To Donadio, the central issue in his own case is the First Amendment.

“Freedom of speech protects you from the government” when one's speech is legally protected, he said. “It doesn't protect you from the consequences if your speech is threatening or harassing to a coworker, or students, or other faculty and staff, and that is what was found to be the case by the university’s investigation.”

To Smith, a pastor and self-described “hippie,” the idea that his flier threatened Donadio or anyone else would be laughable if his job weren’t on the line. The flier text, including the notion that Donadio is on his “list,” was an obvious parody of Professor Watchlist, he said.

Smith also referenced a Turning Point U.S.A. invitation to a presidential candidate debate watch party in 2019 (before Donadio was a supervisor) that was shared with faculty, staff and students, which he said he found to be highly offensive.
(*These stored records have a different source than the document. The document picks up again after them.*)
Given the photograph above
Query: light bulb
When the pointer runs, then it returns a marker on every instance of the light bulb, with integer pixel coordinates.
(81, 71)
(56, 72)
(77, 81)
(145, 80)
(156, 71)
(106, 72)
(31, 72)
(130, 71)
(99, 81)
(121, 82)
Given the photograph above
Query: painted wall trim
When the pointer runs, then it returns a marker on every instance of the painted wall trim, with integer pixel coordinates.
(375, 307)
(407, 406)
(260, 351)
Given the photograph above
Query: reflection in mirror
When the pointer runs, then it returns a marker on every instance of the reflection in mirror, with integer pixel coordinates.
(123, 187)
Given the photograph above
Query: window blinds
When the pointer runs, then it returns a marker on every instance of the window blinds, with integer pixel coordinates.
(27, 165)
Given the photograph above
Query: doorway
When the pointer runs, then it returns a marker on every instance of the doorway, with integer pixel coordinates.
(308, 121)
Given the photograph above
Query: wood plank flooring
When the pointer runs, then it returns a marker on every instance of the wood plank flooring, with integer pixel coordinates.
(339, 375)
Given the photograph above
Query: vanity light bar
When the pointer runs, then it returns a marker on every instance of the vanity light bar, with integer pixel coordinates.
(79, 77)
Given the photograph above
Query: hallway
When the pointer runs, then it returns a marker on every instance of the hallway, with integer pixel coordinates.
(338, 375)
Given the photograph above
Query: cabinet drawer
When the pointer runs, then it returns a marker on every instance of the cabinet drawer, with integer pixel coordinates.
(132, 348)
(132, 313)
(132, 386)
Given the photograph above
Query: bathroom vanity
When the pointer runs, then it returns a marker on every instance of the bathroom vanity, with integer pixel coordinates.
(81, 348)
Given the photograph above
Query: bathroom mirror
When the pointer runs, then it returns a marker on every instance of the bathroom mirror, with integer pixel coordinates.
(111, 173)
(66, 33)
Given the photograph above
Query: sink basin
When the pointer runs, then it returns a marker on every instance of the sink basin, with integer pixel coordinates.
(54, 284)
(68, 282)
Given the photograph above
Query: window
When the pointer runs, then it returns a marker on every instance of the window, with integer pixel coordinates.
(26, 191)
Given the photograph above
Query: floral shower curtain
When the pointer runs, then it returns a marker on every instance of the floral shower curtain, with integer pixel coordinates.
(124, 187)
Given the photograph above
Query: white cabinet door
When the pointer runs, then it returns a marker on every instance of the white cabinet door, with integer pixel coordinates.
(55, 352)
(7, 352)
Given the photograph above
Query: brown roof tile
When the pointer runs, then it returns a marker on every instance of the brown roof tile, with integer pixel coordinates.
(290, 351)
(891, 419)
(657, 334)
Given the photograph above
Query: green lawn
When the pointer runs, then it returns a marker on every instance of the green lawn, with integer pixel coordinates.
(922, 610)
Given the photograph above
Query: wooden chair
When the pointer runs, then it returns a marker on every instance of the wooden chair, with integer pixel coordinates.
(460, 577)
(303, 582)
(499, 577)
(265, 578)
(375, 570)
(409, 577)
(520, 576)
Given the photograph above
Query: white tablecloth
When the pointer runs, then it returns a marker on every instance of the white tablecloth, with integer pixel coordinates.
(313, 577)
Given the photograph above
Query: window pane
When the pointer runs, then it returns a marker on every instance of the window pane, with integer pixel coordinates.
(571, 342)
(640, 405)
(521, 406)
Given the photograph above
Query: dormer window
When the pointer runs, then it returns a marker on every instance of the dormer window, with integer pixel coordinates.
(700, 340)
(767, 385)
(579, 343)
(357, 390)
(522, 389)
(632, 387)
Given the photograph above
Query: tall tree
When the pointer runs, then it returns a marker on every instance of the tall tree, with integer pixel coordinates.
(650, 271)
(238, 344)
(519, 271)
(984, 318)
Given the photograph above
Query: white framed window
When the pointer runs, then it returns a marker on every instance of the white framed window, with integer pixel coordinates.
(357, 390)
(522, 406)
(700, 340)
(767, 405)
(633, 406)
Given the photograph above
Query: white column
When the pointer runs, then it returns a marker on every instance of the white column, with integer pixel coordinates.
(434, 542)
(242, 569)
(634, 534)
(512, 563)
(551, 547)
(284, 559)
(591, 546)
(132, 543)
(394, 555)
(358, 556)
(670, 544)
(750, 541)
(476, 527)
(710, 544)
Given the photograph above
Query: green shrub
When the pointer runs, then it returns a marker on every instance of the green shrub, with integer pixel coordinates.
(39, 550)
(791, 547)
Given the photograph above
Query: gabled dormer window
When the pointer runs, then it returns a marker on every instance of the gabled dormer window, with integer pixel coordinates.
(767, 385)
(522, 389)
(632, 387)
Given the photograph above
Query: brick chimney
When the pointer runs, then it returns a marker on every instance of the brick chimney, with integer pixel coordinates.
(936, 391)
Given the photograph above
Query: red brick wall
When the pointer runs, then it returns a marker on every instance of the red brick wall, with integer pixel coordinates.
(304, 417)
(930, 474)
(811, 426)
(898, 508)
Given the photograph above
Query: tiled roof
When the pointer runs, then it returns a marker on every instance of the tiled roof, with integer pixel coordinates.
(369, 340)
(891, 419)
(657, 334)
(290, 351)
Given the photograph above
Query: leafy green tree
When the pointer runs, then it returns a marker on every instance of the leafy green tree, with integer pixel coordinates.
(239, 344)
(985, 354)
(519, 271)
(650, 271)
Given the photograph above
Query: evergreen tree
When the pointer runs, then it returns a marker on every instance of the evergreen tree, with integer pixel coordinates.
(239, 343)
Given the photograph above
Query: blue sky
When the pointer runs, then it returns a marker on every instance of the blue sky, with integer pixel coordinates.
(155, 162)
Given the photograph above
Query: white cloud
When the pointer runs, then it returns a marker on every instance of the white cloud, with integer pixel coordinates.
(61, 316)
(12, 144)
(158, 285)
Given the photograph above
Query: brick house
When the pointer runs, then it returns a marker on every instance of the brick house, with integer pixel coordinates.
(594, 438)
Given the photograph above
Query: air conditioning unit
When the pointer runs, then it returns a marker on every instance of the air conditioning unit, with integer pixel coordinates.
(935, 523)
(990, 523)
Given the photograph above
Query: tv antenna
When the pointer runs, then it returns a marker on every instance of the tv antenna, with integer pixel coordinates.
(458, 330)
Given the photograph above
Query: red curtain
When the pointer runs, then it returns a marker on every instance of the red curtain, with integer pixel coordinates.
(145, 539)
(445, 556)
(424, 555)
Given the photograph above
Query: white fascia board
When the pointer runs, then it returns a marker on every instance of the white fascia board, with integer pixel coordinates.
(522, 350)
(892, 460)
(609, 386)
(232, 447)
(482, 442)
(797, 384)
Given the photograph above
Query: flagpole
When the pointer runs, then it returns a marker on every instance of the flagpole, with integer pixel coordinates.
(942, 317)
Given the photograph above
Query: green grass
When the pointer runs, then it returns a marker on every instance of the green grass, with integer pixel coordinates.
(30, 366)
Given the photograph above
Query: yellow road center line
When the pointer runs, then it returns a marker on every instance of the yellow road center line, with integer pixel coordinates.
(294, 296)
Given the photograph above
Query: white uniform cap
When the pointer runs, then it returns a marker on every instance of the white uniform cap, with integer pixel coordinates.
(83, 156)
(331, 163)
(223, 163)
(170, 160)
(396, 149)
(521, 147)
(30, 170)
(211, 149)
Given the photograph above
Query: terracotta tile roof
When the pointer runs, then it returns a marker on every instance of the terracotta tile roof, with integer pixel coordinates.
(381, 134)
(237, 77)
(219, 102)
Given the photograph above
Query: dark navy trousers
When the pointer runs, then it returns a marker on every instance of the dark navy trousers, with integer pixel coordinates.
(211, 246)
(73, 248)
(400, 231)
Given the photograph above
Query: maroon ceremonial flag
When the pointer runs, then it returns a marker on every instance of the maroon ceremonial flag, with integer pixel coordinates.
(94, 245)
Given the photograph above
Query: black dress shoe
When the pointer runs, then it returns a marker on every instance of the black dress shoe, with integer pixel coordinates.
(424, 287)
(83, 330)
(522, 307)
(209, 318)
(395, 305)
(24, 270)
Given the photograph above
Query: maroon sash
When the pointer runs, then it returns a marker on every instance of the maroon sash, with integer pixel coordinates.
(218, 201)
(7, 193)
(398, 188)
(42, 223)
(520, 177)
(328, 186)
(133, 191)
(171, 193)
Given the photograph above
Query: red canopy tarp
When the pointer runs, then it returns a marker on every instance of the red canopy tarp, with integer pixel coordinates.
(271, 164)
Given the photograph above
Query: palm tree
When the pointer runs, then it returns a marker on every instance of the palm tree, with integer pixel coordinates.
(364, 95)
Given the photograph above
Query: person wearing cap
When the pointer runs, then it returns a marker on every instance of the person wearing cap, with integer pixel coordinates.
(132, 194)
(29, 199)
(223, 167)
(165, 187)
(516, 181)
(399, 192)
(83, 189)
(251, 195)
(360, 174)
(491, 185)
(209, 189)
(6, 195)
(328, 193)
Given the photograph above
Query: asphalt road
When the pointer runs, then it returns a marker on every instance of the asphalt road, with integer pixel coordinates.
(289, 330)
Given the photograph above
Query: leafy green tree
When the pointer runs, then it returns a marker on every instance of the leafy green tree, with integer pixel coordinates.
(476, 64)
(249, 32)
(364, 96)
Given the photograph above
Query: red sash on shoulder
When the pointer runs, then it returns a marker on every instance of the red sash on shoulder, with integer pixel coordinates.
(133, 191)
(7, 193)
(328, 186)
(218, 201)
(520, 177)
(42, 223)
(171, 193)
The ad refers to Democrats as “do-nothings” and features unflattering pictures of “Sleepy Joe” Biden, “Crazy Bernie” Sanders and Elizabeth “Pocahontas” Warren. The Warren image is altered so that she’s wearing a headdress and a quiver of arrows.

Both Smith and Gruber have asked Tennessee Tech to reconsider the finding against them. Smith is worried Tennessee Tech will try to remove his tenure. Gruber's not so sure.

Their attorney, Robert Bigelow, wrote in one missive to the university that both professors “openly welcome a healthy debate regarding Turning Point U.S.A., its campus leaders and its members. They invite Prof. Donadio and all members of Turning Point U.S.A. to denounce racism and institutional racism. They welcome a marketplace of ideas where members of Turning Point U.S.A. try to prove them wrong and perhaps even challenge the professors about their own beliefs.” Yet Gruber and Smith “must not be punished for espousing those protected beliefs in the first place.”

Smith said the issue is bigger than the flier, and that he’s been harassed by local community members since last year for his involvement in Black Lives Matter protests. He said he even lost his job as a pastor at a local church for that activism -- such is the environment for liberals in Cookeville and, more broadly, Tennessee.

Ironically, he said, Tennessee has some of the country’s strongest campus speech protections. They’re just not always applied fairly, he added.

Gruber agreed, saying she wished that Tennessee Tech took free speech as seriously as it apparently takes the Second Amendment: according to multiple local news reports, the university’s vice president for advancement fired a gun in his campus office last month, leaving a hole in the floor. The discharge was deemed accidental, as apparently the vice president, Kevin Braswell, put his gun on a table while working and put his finger too close to the trigger when he tried to holster it later. Braswell’s pants appeared to be “grazed,” as well, according to a police report. Braswell remains employed. The university said it was aware of the incident but declined to share any additional information.

In that context, and in general, Gruber said, it’s hard to stomach Donadio’s contention that calling him a racist puts his patients' lives at risk.

“I don’t think a flier can do that.”

Gruber’s email signature notes that she is writing from the “territories of the Yuchi, Cherokee or Aniyunwiya.” The Yuchi people gave the land the name Tanasi, the signature says, which is the origin of the word "Tennessee."

Admitting that her own parents have “begged her to shut up” regarding her advocacy, Gruber, who is from Austria, said, “I can't do that. I am who I am, and if I see something wrong, or if someone gets hurt, then I can’t.” So when Donadio cheered the failure of the mascot motion in front of her Native American friends, it triggered something in her.

“I just thought it was really chilling,” she said. Yet whatever happens with her own case, Gruber said she’s undeterred.

Change is a “marathon, not a sprint.”